### Estimating the covariance for dcGAN generated data

In this notebook we show how to estimate the population covariances $(\Psi, \Phi, \Omega)$ with a Monte Carlo algorithm for a given data generator $\mathcal{G}$, and teacher-student feature maps $(\varphi_{t}, \varphi_{s})$. Concretely, in this notebook we will look at the following setting:

- **Generator:** Our generator will be the dcGAN from [Radford et al.](https://arxiv.org/abs/1511.06434) trained to map i.i.d. Gaussian noise $z\sim\mathcal{N}(0,\rm{I}_{100})\mapsto x\in\mathbb{R}^{D}$ into CIFAR10-looking images. For more details, check notebook `synthetic_data_pipeline.ipynb`.
- **Teacher features:** The teacher feature map $\varphi_{t}:x\in\mathbb{R}^{D}\mapsto u\in\mathbb{R}^{p}$ will be a fully-connected neural network trained to classify odd (+1) vs even (-1) real CIFAR10 images. The feature map is obtained by selecting all but the last layer, which define the teacher weights $\theta_{0}\in\mathbb{R}^{p}$.
- **Student features:** The student feature map $\varphi_{s}:x\in\mathbb{R}^{D}\mapsto u\in\mathbb{R}^{d}$ will be a fully-connected neural network trained on 30k fake CIFAR10-like images sampled from the generator above, with lablels assigned by the teacher also described above.

## Loading the generator

In [59]:
import numpy as np
import matplotlib.pyplot as plt

import torch
from dcgan import Generator

device = torch.device('cuda' if torch.cuda.is_available() else 'cpu')
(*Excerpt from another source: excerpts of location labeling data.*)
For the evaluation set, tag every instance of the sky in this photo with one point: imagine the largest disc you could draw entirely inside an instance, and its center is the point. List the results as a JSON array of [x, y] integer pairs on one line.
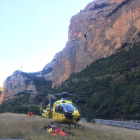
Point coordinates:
[[32, 32]]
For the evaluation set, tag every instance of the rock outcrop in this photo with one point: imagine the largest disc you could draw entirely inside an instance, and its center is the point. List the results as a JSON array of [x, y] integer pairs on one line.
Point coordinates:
[[14, 84], [98, 31]]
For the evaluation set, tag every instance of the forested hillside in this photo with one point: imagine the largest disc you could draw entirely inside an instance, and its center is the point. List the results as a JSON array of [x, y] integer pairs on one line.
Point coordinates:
[[108, 88]]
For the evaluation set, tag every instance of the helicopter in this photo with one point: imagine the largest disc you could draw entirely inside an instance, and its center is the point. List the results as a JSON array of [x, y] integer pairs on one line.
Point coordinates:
[[63, 111]]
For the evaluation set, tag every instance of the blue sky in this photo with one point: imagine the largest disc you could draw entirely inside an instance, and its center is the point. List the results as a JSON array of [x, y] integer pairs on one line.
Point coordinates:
[[32, 32]]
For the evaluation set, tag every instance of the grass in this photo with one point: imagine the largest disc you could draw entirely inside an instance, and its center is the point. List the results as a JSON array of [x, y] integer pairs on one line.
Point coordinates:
[[20, 126]]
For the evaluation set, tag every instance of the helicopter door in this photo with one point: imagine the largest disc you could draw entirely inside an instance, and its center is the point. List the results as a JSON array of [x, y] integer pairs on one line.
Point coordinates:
[[59, 112]]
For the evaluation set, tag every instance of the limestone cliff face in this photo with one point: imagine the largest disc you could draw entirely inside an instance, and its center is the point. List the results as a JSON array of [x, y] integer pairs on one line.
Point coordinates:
[[97, 31], [14, 84], [100, 30]]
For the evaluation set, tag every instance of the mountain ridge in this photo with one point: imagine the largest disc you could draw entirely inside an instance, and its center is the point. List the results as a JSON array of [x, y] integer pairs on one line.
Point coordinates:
[[91, 36]]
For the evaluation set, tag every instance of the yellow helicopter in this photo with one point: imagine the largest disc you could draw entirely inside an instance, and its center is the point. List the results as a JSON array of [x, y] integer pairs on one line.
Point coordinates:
[[63, 111]]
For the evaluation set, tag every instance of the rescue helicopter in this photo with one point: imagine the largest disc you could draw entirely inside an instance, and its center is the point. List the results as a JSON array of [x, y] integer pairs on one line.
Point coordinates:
[[63, 111]]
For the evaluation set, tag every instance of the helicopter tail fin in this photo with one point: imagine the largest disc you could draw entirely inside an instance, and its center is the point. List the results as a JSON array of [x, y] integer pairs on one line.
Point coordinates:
[[50, 103]]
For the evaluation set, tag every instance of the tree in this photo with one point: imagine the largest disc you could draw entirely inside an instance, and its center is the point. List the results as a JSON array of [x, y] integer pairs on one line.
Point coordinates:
[[34, 108], [134, 107]]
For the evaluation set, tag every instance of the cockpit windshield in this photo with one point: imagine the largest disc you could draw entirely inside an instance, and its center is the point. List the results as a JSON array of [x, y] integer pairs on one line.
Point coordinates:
[[68, 107]]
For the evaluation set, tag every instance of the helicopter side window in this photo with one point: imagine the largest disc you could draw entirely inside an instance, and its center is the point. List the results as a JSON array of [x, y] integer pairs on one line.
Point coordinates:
[[59, 109]]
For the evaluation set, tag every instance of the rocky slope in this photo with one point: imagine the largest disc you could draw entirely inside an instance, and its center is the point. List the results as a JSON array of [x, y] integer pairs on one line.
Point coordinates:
[[15, 83], [100, 30]]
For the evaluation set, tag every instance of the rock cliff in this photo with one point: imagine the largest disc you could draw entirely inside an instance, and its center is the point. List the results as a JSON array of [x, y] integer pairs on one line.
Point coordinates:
[[98, 31], [101, 29], [15, 83]]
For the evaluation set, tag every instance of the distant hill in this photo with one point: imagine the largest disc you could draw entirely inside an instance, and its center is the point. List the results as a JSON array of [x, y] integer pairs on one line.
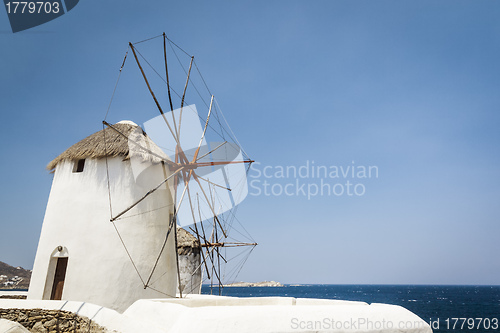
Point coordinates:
[[14, 277]]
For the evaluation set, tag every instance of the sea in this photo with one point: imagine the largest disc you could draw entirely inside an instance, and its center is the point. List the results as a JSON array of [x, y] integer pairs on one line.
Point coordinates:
[[445, 308]]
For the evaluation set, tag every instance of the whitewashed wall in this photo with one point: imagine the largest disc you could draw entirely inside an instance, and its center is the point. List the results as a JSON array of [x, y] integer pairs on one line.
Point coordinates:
[[78, 219]]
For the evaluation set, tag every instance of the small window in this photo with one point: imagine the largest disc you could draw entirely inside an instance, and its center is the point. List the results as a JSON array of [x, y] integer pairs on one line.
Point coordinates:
[[79, 165]]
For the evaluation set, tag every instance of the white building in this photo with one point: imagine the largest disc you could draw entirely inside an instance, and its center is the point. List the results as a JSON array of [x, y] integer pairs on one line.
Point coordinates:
[[190, 266], [81, 255]]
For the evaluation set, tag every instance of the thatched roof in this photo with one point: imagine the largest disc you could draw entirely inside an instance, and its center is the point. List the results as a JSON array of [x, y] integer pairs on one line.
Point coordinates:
[[186, 243], [110, 143]]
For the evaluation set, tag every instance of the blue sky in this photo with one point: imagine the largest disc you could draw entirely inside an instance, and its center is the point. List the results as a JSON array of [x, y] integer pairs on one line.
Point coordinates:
[[408, 86]]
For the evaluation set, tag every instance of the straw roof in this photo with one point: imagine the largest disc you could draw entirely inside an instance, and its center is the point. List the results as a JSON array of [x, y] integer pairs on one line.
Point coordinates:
[[186, 243], [110, 143]]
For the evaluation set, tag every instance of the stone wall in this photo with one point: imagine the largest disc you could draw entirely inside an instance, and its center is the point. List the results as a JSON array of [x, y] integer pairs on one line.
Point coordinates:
[[51, 321]]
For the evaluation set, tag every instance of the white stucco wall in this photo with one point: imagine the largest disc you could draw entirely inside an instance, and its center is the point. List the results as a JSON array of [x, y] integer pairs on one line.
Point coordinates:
[[78, 219]]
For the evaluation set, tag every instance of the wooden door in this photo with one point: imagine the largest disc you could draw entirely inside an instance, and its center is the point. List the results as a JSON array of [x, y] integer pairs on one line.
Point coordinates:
[[57, 287]]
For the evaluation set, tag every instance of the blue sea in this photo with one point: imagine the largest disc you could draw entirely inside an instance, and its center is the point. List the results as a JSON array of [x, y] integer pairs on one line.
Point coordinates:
[[446, 308]]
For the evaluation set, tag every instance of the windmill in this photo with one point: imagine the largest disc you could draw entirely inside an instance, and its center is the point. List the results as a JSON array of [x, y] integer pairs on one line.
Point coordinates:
[[205, 166]]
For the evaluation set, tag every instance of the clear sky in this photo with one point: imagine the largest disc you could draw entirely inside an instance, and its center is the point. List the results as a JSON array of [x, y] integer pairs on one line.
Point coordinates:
[[409, 87]]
For more info on the generator, see `synthetic_data_pipeline.ipynb`

In [60]:
# Load the generator

latent_dim = 100 # generator latent dimension

generator = Generator(ngpu=1)
generator.load_state_dict(torch.load("./data/weights/dcgan_cifar10_weights.pth", map_location=device))

print(generator)

Generator(
  (main): Sequential(
    (0): ConvTranspose2d(100, 512, kernel_size=(4, 4), stride=(1, 1), bias=False)
    (1): BatchNorm2d(512, eps=1e-05, momentum=0.1, affine=True, track_running_stats=True)
    (2): ReLU(inplace=True)
    (3): ConvTranspose2d(512, 256, kernel_size=(4, 4), stride=(2, 2), padding=(1, 1), bias=False)
    (4): BatchNorm2d(256, eps=1e-05, momentum=0.1, affine=True, track_running_stats=True)
    (5): ReLU(inplace=True)
    (6): ConvTranspose2d(256, 128, kernel_size=(4, 4), stride=(2, 2), padding=(1, 1), bias=False)
    (7): BatchNorm2d(128, eps=1e-05, momentum=0.1, affine=True, track_running_stats=True)
    (8): ReLU(inplace=True)
    (9): ConvTranspose2d(128, 64, kernel_size=(4, 4), stride=(2, 2), padding=(1, 1), bias=False)
    (10): BatchNorm2d(64, eps=1e-05, momentum=0.1, affine=True, track_running_stats=True)
    (11): ReLU(inplace=True)
    (12): ConvTranspose2d(64, 3, kernel_size=(1, 1), stride=(1, 1), bias=False)
    (13): Tanh()
  )
)


## Loading the teacher feature map

In [7]:
import teachers
import teacherutils

For more info on the teacher, see `synthetic_data_pipeline.ipynb`

In [33]:
dx, dy, c = 32, 32, 3 # teacher input dimension
D = dx*dy*c
p = D
# Load teacher vector
kwargs = {"input_dim": [1, dx, dy]}
teacher_mlp = teacherutils.get_model("mlp", "erf", D, 1, **kwargs)
teacher_mlp.load_state_dict(torch.load("./data/weights/mlp_erf_cifar10.pt", 
                                       map_location=device))

print(teacher_mlp)

MLP(
  (preprocess1): Linear(in_features=3072, out_features=3072, bias=False)
  (preprocess2): Linear(in_features=3072, out_features=3072, bias=False)
  (preprocess3): Linear(in_features=3072, out_features=3072, bias=False)
  (bnz): BatchNorm1d(3072, eps=1e-05, momentum=0.1, affine=False, track_running_stats=False)
  (fc): Linear(in_features=3072, out_features=1, bias=False)
  (v): Linear(in_features=1, out_features=1, bias=False)
)


In [34]:
# Extracting the feature map. Note inputs are assumed to be flattened
teacher_map = lambda x: teacher_mlp.preprocess(x).detach().numpy()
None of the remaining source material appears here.